VP2, Senior Information Security Architecture and Surveillance Manager

VP2, Senior Information Security Architecture and Surveillance Manager

Posting Date: 19-May-2023

Location: Kuala Lumpur, Wilayah Persekutuan, MY

Company: United Overseas Bank (Malaysia) Bhd

About UOB

United Overseas Bank Limited (UOB) is a leading bank in Asia with a global network of more than 500 branches and offices in 19 countries and territories in Asia Pacific, Europe and North America. In Asia, we operate through our head office in Singapore and banking subsidiaries in China, Indonesia, Malaysia and Thailand, as well as branches and offices. Our history spans more than 80 years. Over this time, we have been guided by our values — Honorable, Enterprising, United and Committed. This means we always strive to do what is right, build for the future, work as one team and pursue long-term success. It is how we work, consistently, be it towards the company, our colleagues or our customers.

About the Department

Group Technology and Operations (GTO) provides software and system development, information technology support services and banking operations. We have centralized and standardized the technology components into Singapore, creating a global footprint which can be utilized for supporting our regional subsidiaries and the branches around the world. We operate and support 19 countries with this architecture to provide a secure and flexible banking infrastructure. Our Operations divisions provide transactional customer services for our businesses while also focusing on cost efficiency through process improvements, automation and straight through processing.

Job Responsibilities

1. Security SME - Technical Subject Matter Expert on offensive, defensive, network security and defense-in-depth methodologies and technology.
2. Manage Surveillance activities such as monitoring, investigation and incident response. Attend to escalation from Group SOC, Perimeter MSSP and users.
3. Manage security architecture and provide consultancy to strengthen security design.
4. Perform security gap/posture assessment and follow with stakeholders for remediation.
5. Coordinate vulnerability assessment and track remediation for closure.
6. Coordinate with vendors to perform Penetration test and track the findings for closure.
7. Assist with team coordination and team management.
8. Security Engineering - Coordinate with the team to manage security tools (IPS, SIEM, VA scan, DLP, AV, ATP).
9. Coordinate with the vendor to perform maintenance and enhancement activities on security tools.
10. Security Projects/Initiative - Coordinate with project manager to deliver security projects/initiatives and provide technical consultancy
11. Governance and Compliance - Collate and provide needed submission requested by various parties (auditor/regulator) to confirm the security policies, processes, guidelines, controls are followed/implemented accordingly.

Job Requirements

A Bachelor’s Degree in Computer Science, Engineering, Information Systems or its equivalent.

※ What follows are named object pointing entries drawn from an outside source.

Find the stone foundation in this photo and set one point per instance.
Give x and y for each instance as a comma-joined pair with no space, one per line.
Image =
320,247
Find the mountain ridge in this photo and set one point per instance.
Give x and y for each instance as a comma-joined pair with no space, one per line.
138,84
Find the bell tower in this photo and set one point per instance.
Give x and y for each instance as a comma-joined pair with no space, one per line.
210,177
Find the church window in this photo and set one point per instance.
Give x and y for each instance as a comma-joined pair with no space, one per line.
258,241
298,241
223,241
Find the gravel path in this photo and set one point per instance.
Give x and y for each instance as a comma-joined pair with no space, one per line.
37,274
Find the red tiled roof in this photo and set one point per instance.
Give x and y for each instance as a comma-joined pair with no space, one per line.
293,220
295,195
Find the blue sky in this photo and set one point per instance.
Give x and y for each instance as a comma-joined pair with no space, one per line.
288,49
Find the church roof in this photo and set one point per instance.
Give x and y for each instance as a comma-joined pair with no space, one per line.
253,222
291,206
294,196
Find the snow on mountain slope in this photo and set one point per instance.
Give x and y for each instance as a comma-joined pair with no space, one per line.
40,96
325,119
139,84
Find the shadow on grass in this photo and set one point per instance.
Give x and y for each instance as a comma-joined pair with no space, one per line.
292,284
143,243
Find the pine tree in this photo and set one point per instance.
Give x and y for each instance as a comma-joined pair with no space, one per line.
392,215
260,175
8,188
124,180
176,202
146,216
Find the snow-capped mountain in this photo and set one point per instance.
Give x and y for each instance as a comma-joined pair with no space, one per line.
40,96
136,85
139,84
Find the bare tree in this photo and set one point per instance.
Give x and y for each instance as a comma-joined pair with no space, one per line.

Minimum 8-15 years of related working experience.

Knowledge of IT security is essential. Industry certifications will be a plus e.g. CRISC, CISSP, CEH, CISM and CISA.

Highly result-oriented and can work independently.

Must be a self-reliant team player who is comfortable with managing multiple tasks and responsibilities.

Ability to build relationships and interact effectively with internal and external parties.

Strong engagement skills with stakeholders i.e. business and technology, will be a plus.

Good analytical, technical, written and verbal communication skills.

Ability to exercise discretion and independent judgment in applying established techniques, procedures or standards.

Technical expertise in one or more of the following: Network Concepts and Security, Encryption/Authentication fundamentals, Access Management, Application Security, Platform (Windows. UNIX/Linux) Security, Database Security.

Hands-on experience in various security tools (e.g. SIEM, IPS, Firewall, Vulnerability scanner tools, APT , XDR , NDR and forensic tools).

Familiar with security standards and best practices; regulatory requirements such as BNM RMIT, MAS, Paynet, PCI-DSS; Architecture and security of the operating system.